Les étudiants doivent donc préparer un certain sujet en s'informant sur les enjeux d'un certain conflit. Ils cherchent pour cela en général sur Internet. Une personne m'a cité deux sites web qu'ils utilisaient fréquemment, le site officiel de l'ONU ainsi que le site web de la CIA, les services "secrets" américains, qui contient d'innombrables informations sur tous les pays du monde. Puis ils doivent représenter une des parties en conflit dans un jeu de rôles, où ils essaient de se mettre d'accord sur une résolution qui puisse mettre toutes les parties d'accord.

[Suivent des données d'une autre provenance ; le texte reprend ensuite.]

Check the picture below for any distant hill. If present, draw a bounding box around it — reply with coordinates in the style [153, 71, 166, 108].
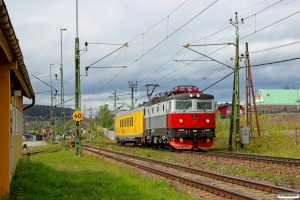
[23, 104, 74, 120]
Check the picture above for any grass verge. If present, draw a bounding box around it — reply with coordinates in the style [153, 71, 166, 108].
[2, 151, 191, 200]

Ces activités sont organisées dans un premier temps au niveau de l'université ou école, puis une réunion nationale rassemble des délégations de toutes les universités. Le point culminant est le sommet mondial, qui se déroule chaque année dans un autre pays. Il rassemble des délégations de plusieurs dizaines de pays et consiste aussi bien en jeux de rôle sérieux qu'en activités sociales, où des jeunes du monde entier passionnés de politique font connaissance et échangent leurs points de vue. L'université où j'étais subventionne ainsi régulièrement des étudiants qui se rendent à l'étranger pour une de ses réunions, entre autres à New York.

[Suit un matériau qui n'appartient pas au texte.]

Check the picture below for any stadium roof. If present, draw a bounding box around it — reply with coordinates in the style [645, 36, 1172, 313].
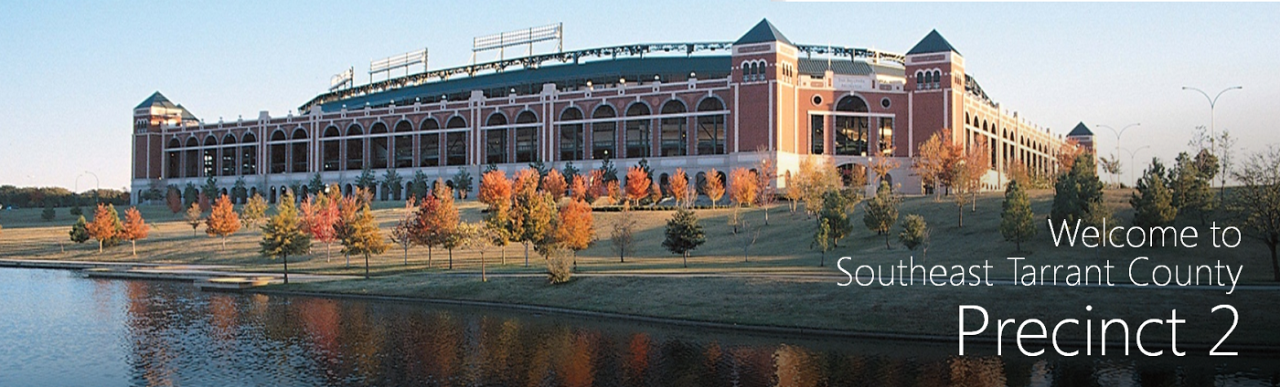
[906, 29, 960, 55]
[733, 19, 794, 46]
[1066, 122, 1093, 137]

Le sommet mondial de "modèle des Nations Unies" 2006 a d'ailleurs eu lieu précisément à Pékin. 1500 délégués de 37 pays sont venus y prendre part, y compris des délégations d'universités suisses, pour rencontrer les délégués de nombreuses universités chinoises, et discuter de politique extérieure.
Il devrait être évident que ce que j'ai pu constater lors de mon séjour dans cette université et lors de mes autres séjours en Chine ne correspond en rien à l'image que dessinent nos médias de la situation en Chine.
Quel rapport avec les Jeux olympiques? Ces jeux devaient être, comme le sommet mondial de "modèle des Nations Unies" en 2006 à Pékin, une fête donnant l'occasion à la population chinoise de rencontrer de nombreux étrangers et aux mêmes étrangers de rencontrer beaucoup de Chinois, et de discuter avec eux de tout et de rien, mais surtout du monde et de tous les défis auxquels nous devons faire face. Cela fait 7 ans que la Chine prépare cette fête. Ca me rend triste de voir que tellement de personnes ne cherchent qu'à gâcher cette occasion de dialogue direct, sans l'intermédiaire des médias retranchées sur leurs positions.